Strategic leaders resist the temptation to build huge scorecards.  They tackle the vision one element at a time, facilitating focus and creating impact rather than marginalizing too many concurrent initiatives.

Create metrics to monitor, teach and develop strategic execution and financial literacy throughout the organization.  “What gets measured gets done”.  We all know this is true.  The problem is, if we measure too many things nothing gets done.  So, again, choosing what to measure (and what NOT to measure) is a key decision at the onset of any strategic execution.

Every position in the company can have measurable performance indicators.  There are benchmarks for all positions, although not all are easily defined.  I like to include both leading indicators, which are effective management tools to ensure the desired results are achieved, and then the profitability and the franchise value as the lagging indicators which reflect the results we are aiming for.

In addition, teaching every team member how we make money and where they contribute to our success is an important element in strategic execution.  People do want to do the right thing, but often they don’t know what it is.  Sharing financial results throughout the organization and explaining the bank’s profitability dynamics time and time again is a cornerstone to strategic alignment and execution that should not be neglected.

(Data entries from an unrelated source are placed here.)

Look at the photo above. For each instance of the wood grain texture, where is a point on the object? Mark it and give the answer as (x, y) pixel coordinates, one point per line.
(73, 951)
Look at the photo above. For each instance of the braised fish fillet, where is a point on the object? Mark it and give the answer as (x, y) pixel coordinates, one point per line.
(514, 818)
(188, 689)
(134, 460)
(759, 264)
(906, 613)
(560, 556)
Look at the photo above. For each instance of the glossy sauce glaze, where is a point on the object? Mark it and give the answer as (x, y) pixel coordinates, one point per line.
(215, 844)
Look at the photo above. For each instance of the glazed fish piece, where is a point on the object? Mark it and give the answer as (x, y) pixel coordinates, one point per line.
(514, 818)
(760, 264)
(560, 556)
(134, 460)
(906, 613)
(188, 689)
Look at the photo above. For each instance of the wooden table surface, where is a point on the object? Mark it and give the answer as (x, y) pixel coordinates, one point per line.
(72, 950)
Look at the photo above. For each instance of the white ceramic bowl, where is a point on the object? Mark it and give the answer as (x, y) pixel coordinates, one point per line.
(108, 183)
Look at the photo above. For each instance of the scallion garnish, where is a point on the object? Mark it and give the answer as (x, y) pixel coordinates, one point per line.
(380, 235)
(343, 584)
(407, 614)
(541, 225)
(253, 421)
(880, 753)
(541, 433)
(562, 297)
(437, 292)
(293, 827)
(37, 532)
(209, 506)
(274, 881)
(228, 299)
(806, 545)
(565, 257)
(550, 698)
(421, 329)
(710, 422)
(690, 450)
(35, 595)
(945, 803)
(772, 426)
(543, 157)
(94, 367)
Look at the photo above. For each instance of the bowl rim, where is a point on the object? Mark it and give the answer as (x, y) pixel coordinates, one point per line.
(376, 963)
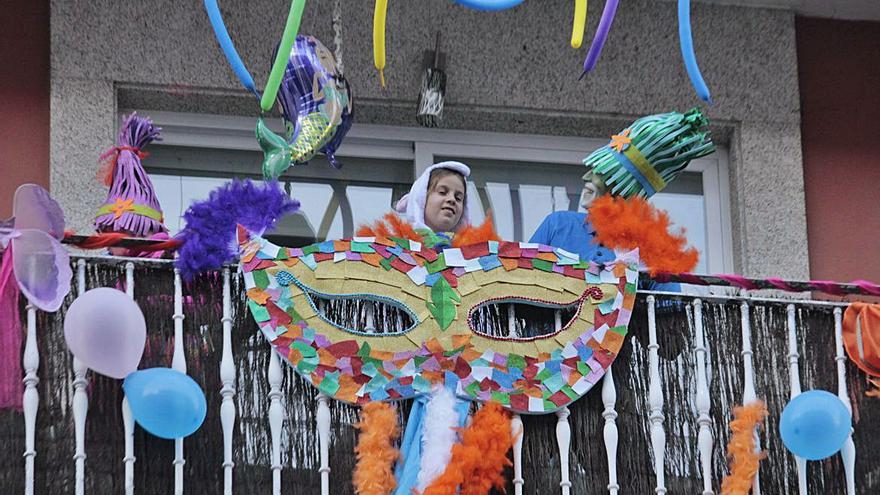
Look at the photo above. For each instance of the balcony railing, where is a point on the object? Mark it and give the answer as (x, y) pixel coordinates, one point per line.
(659, 423)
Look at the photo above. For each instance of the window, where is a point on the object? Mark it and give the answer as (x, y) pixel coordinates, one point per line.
(519, 178)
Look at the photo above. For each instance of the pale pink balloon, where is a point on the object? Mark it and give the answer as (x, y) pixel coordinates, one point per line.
(105, 329)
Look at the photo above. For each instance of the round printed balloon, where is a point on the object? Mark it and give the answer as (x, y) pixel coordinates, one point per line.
(815, 424)
(166, 402)
(105, 329)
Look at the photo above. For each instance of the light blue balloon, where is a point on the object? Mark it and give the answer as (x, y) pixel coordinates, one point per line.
(165, 402)
(815, 424)
(228, 47)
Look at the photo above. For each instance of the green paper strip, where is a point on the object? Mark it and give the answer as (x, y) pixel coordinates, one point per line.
(291, 29)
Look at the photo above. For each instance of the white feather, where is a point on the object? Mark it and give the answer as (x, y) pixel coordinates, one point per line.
(438, 436)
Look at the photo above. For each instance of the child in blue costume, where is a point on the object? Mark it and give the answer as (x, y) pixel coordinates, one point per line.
(670, 142)
(571, 231)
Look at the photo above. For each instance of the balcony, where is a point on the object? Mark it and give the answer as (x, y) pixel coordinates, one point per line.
(665, 411)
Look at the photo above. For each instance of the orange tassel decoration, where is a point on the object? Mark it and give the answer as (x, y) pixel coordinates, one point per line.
(478, 461)
(626, 224)
(374, 472)
(744, 460)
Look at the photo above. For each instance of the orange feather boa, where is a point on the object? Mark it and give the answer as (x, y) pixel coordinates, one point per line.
(374, 472)
(478, 461)
(744, 461)
(392, 225)
(626, 224)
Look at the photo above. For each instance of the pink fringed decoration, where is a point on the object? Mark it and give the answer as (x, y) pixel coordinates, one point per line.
(10, 337)
(130, 185)
(828, 287)
(868, 287)
(781, 284)
(690, 278)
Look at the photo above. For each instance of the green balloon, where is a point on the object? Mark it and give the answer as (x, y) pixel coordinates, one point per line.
(290, 31)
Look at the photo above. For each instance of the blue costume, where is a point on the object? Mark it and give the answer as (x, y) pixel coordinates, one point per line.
(570, 230)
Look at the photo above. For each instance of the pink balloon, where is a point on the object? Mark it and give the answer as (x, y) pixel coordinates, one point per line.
(105, 329)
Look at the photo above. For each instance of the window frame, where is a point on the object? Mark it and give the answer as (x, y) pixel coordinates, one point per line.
(422, 145)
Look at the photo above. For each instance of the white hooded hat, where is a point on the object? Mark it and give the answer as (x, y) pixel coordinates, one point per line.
(412, 205)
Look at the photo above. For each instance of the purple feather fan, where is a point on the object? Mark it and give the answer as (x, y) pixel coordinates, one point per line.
(131, 206)
(209, 239)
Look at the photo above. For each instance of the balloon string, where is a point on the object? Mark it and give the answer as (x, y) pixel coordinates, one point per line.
(337, 35)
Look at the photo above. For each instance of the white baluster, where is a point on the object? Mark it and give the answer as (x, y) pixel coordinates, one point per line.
(703, 402)
(749, 377)
(795, 381)
(127, 418)
(31, 398)
(276, 416)
(655, 401)
(227, 377)
(563, 438)
(511, 321)
(609, 432)
(848, 452)
(563, 429)
(178, 362)
(80, 398)
(516, 427)
(323, 419)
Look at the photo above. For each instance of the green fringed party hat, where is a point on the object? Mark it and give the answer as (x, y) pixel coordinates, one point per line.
(650, 153)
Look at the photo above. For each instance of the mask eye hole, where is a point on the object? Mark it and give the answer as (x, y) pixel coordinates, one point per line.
(521, 319)
(363, 314)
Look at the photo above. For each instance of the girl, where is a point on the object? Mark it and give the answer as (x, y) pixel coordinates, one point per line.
(435, 211)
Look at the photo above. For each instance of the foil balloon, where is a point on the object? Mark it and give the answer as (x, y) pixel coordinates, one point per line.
(316, 106)
(433, 318)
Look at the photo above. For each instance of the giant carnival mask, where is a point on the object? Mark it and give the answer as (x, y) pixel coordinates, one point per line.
(434, 318)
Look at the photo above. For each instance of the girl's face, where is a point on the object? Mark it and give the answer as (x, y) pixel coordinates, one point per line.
(593, 188)
(445, 203)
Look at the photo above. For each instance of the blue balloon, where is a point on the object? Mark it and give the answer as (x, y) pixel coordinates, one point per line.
(228, 47)
(165, 402)
(815, 424)
(686, 40)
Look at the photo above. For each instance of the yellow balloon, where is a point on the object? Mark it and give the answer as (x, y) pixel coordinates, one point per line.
(580, 20)
(379, 38)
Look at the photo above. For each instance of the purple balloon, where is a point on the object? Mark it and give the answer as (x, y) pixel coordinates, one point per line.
(600, 36)
(42, 268)
(106, 331)
(35, 209)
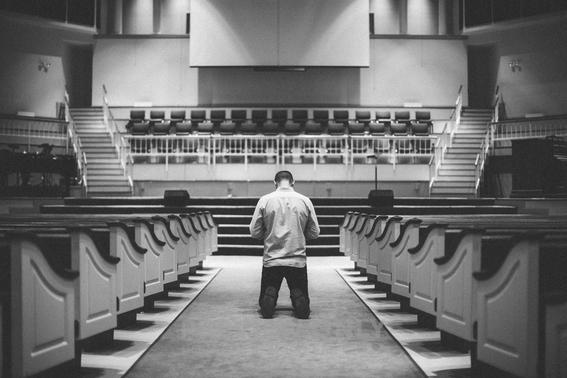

Hold people accountable and align incentives to achieve desired results and time- horizon thinking.  Strategic execution relies on alignment, where the entire team is pulling in the same direction.  Unifying the group around the metrics identified above is an effective way to achieve organizational alignment and facilitate execution.  Further utilizing the same metrics to build incentives and motivate behavior brings simplicity and focus to the process.  We often tend to over-complicate our message.  Our business is generally not complex, and a small set of indicators should be sufficient to generate the results we want.  Ensuring that those are communicated frequently and rewarded through meaningful incentives is helpful to strategic execution.

Put in place key control without suffocating the organization.  We are in the business of managing and intermediating risk.  This means that controls must be put in place to ensure risk is indeed being managed, NOT eliminated altogether.  Risk management is a core activity of banking, but it must be done at the top of the house without strangling the operating entity and preventing it from executing the vision.  This isn’t an easy balance to strike, but it is an important one to achieve.

Think forward, not backward.  Too many leaders took in the rear view mirror.  We need to look forward be proactive and anticipatory.  Most of our metrics are post-factum, which is why leading indicators are so important.  Identify them and manage to them, since strategic thinking and proactive initiatives are true differentiators in our business.

Have fun!  We spend way too much time at work not to enjoy it.  An organization that has fun together is much more likely to succeed.  Remember that.  Fun is a good thing!